Intelligence is the ability to reason about logic. If 1 + 1 is 2, and 1 + 2 is 3, then 1 + 3 must be 4. This is deterministic, and it is why LLMs are not intelligent and can never be intelligent no matter how much better they get at superficially copying the form of output of intelligence. Probabilistic prediction is inherently incompatible with deterministic deduction. We're years into being told AGI is here (for whatever squirmy value of AGI the hype huckster wants to shill), and yet LLMs, as expected, still cannot do basic arithmetic that a child could do without being special-cased to invoke a tool call.
Our computer programs execute logic, but cannot reason about it. Reasoning is the ability to dynamically consider constraints we've never seen before and then determine how those constraints would lead to a final conclusion. The rules of mathematics we follow are not programmed into our DNA; we learn them and follow them while our human-programming is actively running. But we can just as easily, at any point, make up new constraints and follow them to new conclusions. What if 1 + 2 is 2 and 1 + 3 is 3? Then we can reason that under these constraints we just made up, 1 + 4 is 4, without ever having been programmed to consider these rules.
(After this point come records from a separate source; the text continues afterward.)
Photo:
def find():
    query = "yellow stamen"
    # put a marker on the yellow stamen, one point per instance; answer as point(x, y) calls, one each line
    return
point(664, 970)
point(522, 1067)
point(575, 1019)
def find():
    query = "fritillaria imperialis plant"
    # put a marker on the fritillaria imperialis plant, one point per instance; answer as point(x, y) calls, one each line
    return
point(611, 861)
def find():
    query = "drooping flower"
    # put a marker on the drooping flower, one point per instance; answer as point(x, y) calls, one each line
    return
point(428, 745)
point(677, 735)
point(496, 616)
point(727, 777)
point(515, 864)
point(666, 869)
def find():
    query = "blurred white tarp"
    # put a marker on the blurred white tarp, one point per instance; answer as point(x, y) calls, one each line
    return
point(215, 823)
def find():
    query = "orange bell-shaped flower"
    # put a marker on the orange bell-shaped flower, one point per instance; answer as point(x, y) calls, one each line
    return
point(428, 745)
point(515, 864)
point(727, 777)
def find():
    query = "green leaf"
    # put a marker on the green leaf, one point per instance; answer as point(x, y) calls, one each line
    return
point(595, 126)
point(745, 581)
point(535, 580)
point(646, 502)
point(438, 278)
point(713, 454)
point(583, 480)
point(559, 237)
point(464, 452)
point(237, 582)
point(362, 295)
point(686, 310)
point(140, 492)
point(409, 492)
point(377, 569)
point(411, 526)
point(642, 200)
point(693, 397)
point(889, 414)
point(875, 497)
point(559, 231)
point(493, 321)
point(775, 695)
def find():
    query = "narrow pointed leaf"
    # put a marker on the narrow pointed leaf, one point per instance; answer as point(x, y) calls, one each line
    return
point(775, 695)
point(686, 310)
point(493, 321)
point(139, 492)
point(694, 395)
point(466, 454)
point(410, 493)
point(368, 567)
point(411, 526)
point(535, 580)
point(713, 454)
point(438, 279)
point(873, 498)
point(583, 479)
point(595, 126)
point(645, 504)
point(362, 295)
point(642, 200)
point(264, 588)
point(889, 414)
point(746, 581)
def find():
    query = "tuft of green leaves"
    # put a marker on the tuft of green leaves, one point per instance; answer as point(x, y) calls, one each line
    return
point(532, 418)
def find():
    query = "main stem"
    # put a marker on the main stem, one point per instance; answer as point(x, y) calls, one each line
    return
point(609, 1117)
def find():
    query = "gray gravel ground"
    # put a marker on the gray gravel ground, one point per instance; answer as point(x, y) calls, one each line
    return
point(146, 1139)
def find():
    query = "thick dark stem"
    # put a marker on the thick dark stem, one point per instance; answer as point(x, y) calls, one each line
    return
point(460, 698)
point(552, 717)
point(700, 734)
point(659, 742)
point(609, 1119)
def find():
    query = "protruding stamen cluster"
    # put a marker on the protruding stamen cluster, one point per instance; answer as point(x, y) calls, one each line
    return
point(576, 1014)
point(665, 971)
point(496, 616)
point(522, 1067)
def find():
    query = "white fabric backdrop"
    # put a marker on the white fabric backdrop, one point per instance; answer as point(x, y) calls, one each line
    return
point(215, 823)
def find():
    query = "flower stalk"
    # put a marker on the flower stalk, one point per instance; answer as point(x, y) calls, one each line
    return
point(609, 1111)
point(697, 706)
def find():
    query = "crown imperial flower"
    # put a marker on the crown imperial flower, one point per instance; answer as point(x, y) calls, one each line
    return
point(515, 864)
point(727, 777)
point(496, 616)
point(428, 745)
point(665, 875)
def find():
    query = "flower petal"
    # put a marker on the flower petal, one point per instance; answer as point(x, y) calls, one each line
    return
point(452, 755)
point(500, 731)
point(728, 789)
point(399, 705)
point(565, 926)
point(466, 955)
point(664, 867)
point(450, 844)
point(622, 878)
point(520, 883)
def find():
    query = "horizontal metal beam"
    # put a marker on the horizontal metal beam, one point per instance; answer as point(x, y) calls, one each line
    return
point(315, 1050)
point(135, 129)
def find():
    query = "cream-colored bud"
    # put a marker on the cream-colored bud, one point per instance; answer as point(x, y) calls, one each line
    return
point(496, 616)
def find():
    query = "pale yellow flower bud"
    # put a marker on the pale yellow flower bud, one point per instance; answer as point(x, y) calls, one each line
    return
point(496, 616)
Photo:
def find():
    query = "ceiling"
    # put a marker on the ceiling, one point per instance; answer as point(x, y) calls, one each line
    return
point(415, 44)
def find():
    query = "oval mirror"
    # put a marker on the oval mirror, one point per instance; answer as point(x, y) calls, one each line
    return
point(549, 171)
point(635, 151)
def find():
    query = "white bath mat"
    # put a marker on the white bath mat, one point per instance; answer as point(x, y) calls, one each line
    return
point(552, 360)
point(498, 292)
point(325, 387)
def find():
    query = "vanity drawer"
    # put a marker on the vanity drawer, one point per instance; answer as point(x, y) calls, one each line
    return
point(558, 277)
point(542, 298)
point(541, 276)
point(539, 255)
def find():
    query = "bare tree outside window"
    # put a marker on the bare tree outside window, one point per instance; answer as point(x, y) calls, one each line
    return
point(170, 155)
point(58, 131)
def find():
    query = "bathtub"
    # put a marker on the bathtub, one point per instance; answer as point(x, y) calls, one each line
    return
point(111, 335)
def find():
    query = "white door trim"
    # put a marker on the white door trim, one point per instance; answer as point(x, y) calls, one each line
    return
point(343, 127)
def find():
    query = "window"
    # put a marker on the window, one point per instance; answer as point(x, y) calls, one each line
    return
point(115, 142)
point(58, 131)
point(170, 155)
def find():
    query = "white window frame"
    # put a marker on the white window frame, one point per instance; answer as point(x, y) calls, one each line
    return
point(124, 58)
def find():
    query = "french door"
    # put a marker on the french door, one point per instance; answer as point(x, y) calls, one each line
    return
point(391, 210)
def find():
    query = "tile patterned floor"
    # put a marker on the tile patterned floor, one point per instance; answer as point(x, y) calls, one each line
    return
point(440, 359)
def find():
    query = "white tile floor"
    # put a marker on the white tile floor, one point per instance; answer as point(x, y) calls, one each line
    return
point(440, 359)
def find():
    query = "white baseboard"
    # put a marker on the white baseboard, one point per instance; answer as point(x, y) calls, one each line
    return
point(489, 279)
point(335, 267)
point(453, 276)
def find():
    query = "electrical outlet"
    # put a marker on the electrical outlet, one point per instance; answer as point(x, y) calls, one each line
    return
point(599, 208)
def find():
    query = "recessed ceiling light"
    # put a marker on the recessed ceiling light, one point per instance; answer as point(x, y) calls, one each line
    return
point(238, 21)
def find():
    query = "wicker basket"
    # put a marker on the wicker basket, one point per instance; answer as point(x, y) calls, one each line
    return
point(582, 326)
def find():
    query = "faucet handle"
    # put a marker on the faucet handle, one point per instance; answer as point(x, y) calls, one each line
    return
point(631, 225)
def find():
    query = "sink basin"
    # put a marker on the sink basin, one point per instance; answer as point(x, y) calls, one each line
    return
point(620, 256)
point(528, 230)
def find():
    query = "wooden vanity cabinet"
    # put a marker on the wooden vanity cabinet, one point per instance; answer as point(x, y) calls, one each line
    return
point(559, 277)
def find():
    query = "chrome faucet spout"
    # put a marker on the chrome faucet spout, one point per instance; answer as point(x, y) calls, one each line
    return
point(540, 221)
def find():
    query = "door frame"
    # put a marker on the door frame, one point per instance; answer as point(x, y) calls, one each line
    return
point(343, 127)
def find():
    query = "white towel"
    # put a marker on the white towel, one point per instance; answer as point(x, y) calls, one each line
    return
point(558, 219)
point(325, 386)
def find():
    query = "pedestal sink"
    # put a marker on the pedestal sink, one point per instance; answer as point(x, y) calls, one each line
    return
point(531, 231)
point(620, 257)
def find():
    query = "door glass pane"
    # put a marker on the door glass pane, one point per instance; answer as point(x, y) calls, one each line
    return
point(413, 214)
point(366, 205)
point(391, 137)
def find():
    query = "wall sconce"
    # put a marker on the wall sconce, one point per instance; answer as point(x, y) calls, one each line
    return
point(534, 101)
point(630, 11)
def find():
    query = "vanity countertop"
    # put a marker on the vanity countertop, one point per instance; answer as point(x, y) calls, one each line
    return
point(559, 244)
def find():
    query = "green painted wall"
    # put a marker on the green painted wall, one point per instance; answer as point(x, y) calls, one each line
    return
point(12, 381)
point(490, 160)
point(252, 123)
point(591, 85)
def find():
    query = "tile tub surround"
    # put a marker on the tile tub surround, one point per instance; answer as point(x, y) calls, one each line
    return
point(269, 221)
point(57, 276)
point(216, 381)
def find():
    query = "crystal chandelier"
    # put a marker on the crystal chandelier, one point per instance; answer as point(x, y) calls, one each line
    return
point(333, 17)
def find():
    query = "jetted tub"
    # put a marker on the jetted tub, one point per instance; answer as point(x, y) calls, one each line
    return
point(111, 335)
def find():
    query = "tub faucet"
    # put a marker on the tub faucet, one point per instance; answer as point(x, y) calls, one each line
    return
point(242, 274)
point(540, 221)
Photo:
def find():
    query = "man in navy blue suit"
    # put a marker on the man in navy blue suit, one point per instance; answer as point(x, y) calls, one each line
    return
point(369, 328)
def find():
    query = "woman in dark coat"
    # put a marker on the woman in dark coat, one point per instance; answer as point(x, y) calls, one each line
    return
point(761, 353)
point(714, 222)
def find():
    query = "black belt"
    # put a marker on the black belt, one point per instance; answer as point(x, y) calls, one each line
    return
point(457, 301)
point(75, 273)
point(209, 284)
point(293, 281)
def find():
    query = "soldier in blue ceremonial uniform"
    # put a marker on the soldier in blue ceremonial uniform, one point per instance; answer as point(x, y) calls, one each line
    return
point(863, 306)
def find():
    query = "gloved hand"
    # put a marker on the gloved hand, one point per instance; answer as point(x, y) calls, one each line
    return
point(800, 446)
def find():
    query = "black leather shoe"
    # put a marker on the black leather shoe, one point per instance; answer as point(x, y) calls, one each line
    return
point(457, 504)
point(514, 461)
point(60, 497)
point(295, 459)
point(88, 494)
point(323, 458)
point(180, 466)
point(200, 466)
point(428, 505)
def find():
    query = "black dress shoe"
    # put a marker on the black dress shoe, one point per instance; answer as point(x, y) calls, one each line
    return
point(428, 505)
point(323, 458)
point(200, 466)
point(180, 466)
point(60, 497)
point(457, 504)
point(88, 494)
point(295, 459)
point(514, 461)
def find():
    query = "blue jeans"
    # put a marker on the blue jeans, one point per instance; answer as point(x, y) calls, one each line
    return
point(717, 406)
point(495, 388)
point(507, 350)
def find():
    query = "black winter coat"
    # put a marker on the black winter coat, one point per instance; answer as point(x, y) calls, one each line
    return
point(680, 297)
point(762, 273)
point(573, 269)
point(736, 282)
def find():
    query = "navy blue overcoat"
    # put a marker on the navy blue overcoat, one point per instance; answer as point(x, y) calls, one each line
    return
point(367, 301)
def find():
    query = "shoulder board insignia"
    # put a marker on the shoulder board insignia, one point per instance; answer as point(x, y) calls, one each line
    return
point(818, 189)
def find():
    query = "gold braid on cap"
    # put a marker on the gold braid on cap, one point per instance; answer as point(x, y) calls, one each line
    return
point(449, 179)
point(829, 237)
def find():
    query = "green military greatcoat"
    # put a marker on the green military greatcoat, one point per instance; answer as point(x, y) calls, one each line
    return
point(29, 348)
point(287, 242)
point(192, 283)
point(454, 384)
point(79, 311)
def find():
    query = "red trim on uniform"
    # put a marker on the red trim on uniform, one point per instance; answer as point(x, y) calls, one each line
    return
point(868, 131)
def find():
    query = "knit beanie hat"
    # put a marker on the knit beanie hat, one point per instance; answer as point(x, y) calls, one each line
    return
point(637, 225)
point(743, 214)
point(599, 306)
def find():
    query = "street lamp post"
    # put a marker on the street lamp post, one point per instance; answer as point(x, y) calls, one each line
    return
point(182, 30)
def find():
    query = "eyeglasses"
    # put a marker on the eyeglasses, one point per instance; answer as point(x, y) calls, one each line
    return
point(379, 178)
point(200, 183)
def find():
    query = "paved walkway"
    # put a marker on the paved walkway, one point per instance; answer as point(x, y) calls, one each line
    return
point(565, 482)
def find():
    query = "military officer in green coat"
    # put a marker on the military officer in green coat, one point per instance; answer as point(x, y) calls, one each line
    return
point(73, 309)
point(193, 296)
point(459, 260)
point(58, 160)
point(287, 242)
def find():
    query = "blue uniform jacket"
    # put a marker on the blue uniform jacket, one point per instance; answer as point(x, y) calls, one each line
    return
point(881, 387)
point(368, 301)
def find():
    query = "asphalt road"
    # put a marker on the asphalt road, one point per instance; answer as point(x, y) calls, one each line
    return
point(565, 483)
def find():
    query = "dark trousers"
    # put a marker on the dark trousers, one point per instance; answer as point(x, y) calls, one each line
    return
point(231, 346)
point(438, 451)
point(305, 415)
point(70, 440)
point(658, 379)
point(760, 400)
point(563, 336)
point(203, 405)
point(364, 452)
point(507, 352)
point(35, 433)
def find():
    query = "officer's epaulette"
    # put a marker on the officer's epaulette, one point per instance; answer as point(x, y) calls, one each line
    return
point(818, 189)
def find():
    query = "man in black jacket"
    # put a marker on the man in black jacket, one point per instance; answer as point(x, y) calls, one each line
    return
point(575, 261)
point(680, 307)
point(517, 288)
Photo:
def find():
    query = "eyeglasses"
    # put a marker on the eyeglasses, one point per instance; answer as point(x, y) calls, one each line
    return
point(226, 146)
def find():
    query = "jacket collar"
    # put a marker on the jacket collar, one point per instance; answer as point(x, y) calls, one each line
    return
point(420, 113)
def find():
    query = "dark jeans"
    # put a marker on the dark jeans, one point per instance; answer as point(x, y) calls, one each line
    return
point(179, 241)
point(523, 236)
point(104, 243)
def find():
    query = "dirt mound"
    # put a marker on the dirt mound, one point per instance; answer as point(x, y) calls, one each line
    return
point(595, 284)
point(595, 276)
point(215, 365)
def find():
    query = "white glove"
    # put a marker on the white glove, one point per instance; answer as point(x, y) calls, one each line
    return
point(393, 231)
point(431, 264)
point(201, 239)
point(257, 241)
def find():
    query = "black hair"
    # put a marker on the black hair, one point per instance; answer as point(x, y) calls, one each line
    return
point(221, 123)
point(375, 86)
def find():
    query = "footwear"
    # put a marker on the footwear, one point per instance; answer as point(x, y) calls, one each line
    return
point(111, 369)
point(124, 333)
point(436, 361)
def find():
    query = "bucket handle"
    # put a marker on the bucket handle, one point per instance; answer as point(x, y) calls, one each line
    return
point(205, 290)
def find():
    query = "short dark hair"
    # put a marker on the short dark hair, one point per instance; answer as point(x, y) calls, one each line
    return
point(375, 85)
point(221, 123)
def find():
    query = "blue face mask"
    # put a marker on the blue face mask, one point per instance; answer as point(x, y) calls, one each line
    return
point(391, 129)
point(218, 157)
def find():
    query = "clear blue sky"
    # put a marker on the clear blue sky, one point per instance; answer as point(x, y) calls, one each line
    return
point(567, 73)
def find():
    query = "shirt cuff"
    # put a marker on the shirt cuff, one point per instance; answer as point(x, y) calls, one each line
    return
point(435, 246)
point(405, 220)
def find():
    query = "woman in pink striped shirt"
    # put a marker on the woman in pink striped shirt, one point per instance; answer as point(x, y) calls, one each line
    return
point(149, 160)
>Intelligence is the ability to reason about logic. If 1 + 1 is 2, and 1 + 2 is 3, then 1 + 3 must be 4. This is deterministic, and it is why LLMs are not intelligent and can never be intelligent no matter how much better they get at superficially copying the form of output of intelligence.
This is not even wrong.
>Probabilistic prediction is inherently incompatible with deterministic deduction.
And his is just begging the question again.
Probabilistic prediction could very well be how we do deterministic deduction - e.g. about how strong the weights and how hot the probability path for those deduction steps are, so that it's followed every time, even if the overall process is probabilistic.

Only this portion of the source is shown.